ジャマイカにおけるパリミュチュエル賭博とロッタリーゲーミングは、1965年制定のギャンブル・ゲーミング・ロッタリー法にさかのぼる。スロットマシンと電子テーブルゲームは2010年のカジノゲーミング法により合法化されたが、限定的な範囲にとどまっていた。

当時、ジャマイカ政府はギャンブルの目的地として知られることを望んでいなかった。そのため元の法律では、スロットと電子テーブルゲームはゲームルーム内に限定することが求められていた。その結果、ゲーミングを提供するリゾートでも、設置台数は通常24台未満にとどまっている。ゲームルームを備えるジャマイカのリゾートの多くは、自社ウェブサイトでカジノ設備を宣伝していないのが実情だ。

近年、政府の姿勢は変化した。ジャマイカ議会はカジノゲーミング法を改正し、カジノ空間を前面に打ち出して宣伝する大規模リゾートを受け入れる方向で検討を進めた。これによりジャマイカのリゾート地帯への投資が活発化し、議会は昨年ついに統合型リゾートカジノを認可する法改正を実現している。

統合型リゾート・デスティネーション

昨年、ジャマイカのカジノゲーミング委員会は、いわゆるIRD(統合型リゾート・デスティネーション)に関する規則を起草している。これはカジノがリゾートの中でより大きな比重を占める形態である。金曜日、上院はIRDゲーミングライセンスの承認・規制方法を定めるこの規定を承認した。
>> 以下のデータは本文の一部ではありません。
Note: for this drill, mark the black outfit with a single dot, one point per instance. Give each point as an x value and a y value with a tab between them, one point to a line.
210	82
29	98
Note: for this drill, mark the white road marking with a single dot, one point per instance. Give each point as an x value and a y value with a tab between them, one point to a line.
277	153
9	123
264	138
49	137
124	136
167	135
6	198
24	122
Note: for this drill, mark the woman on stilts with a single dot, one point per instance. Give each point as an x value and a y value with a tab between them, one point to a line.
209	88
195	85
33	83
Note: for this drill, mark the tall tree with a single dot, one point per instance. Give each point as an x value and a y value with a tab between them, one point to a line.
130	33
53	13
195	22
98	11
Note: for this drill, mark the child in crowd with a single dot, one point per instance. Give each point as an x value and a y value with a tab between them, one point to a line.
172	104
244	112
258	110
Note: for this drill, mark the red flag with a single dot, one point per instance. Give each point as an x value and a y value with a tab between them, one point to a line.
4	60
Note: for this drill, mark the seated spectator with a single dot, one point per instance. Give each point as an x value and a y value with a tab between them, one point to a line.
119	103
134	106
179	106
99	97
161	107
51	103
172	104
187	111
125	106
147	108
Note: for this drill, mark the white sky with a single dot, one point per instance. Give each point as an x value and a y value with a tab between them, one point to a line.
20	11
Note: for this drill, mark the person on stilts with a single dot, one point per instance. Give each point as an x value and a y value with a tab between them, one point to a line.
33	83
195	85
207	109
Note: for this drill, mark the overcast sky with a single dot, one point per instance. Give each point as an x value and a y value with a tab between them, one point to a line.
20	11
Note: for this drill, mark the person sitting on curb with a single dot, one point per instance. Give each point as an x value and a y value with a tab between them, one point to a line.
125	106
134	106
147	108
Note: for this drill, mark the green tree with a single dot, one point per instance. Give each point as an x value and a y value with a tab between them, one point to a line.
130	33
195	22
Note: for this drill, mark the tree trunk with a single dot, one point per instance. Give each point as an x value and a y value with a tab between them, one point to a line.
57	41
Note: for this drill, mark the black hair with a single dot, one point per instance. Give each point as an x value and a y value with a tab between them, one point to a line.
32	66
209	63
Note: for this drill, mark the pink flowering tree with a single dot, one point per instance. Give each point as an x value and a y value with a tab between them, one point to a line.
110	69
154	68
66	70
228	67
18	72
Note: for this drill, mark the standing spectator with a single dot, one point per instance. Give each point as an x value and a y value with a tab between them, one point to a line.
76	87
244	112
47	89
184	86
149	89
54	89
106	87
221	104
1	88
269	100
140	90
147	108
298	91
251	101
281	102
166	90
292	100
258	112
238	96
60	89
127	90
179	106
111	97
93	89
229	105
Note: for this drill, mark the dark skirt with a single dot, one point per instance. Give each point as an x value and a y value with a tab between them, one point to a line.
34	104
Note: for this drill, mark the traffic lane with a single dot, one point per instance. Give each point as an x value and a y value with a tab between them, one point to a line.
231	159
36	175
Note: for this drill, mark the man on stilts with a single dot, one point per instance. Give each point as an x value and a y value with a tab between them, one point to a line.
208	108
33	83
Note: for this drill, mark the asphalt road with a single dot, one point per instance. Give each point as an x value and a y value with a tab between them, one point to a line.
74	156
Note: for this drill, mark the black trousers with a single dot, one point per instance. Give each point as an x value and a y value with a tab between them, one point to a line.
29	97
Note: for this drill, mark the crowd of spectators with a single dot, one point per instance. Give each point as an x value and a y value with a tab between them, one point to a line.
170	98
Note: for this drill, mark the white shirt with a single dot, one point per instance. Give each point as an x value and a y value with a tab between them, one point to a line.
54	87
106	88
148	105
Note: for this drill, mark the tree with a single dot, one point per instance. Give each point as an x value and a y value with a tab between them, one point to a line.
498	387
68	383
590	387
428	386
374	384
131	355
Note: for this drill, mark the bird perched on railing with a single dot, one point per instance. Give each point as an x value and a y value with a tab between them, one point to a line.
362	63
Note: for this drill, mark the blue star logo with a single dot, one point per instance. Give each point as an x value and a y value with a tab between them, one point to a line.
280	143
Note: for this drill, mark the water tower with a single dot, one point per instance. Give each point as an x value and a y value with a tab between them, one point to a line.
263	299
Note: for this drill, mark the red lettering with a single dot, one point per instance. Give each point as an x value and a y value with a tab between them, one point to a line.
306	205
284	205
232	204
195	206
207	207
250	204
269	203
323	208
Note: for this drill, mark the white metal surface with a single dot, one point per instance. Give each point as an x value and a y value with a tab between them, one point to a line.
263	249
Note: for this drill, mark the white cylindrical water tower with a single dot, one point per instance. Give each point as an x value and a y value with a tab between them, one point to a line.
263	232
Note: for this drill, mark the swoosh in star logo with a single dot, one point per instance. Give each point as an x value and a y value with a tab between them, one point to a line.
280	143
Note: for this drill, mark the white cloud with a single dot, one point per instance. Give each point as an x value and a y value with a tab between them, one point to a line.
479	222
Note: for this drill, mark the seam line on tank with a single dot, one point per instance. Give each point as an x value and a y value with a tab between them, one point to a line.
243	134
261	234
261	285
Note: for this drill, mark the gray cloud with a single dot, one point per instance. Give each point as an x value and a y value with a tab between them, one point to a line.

「これらの規則の核心にあるのは、ジャマイカのGDPに大きく貢献する観光産業の多様化と強化を通じて、経済にさらなる後押しをもたらそうという狙いだ」と、ジャマイカのカミナ・ジョンソン・スミス外務貿易大臣は声明で述べた。「IRDはジャマイカの観光の魅力と需要をさらに多様化し、強化し、拡大する大きな可能性を秘めている」

複数のリゾートがIRDゲーミングライセンスに早期から賭けてきた。グリーンアイランドのプリンセス・グランド・ジャマイカは2024年に開業し、政府によるIRD条件の確定を待って大規模カジノ空間の開設を目指している。モンテゴベイのハード・ロック・ホテル&カジノは、ローズホール地区で年内後半の開業を計画した。

経済の回復

新規物件を含むリゾートでの本格的なカジノ整備は、ジャマイカにとってこれ以上ないタイミングで実現しつつある。月間総ゲーミング収益の10%を国と分配する必要があるこれらのゲーミング施設は、新たな観光客を島に呼び込み、観光業の復興を後押しすると期待されている。

ジャマイカは同国に上陸した史上最強のハリケーンであるメリッサからの復興を続けた。被害額は約90億ドル(約1.4兆円)に達し、史上最も損害の大きいハリケーンでもあった。メリッサにより45人が死亡した。

メリッサの被害が最も大きかったのはジャマイカ南西部沿岸である。同国の主要リゾート地域は北部沿岸に位置し、モンテゴベイとオーチョ・リオスが中心となっている。